A mouse trail showing reading behavior on Decibel Insight’s website
This kind of mouse reading is indicative of real user engagement – think of it as the digital equivalent of a customer picking up and interacting with a product in-store.
Looking at 6 million sessions across a major media site, our data scientists analyzed reading behavior in relation to the number of goals completed by users. Within Decibel Insight, goals are triggered when a user completes a desirable action during their session. For the particular media website we looked at, goals are configured to trigger when users fill out a form, hit a call-to-action, or visit the paid subscription area of the website.
Our data scientists found that average user sessions completed 0.31 goals per session, while user sessions containing reading behavior completed an average of 0.98 goals.
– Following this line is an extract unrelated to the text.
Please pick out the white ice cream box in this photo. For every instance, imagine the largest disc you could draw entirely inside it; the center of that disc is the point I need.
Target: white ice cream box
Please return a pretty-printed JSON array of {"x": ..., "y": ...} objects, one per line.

Figure 2: The average number of goals completed by users per session on a major media site.

User sessions containing reading behavior complete significantly more goals than average
Figure 2 shows that user sessions containing reading behavior complete over three times as many goals as the average user.
How is reading behavior used by digital teams?
Reading behavior is a very useful metric for measuring how your customers respond to different messaging, and for identifying what they immediately notice on the page.
One of our fashion clients, for example, has a reading behavior alert set up on any new product page they put live to judge the kind of content that captures user attention. Digital teams should look out for reading behaviors as key signposts to where users are engaged.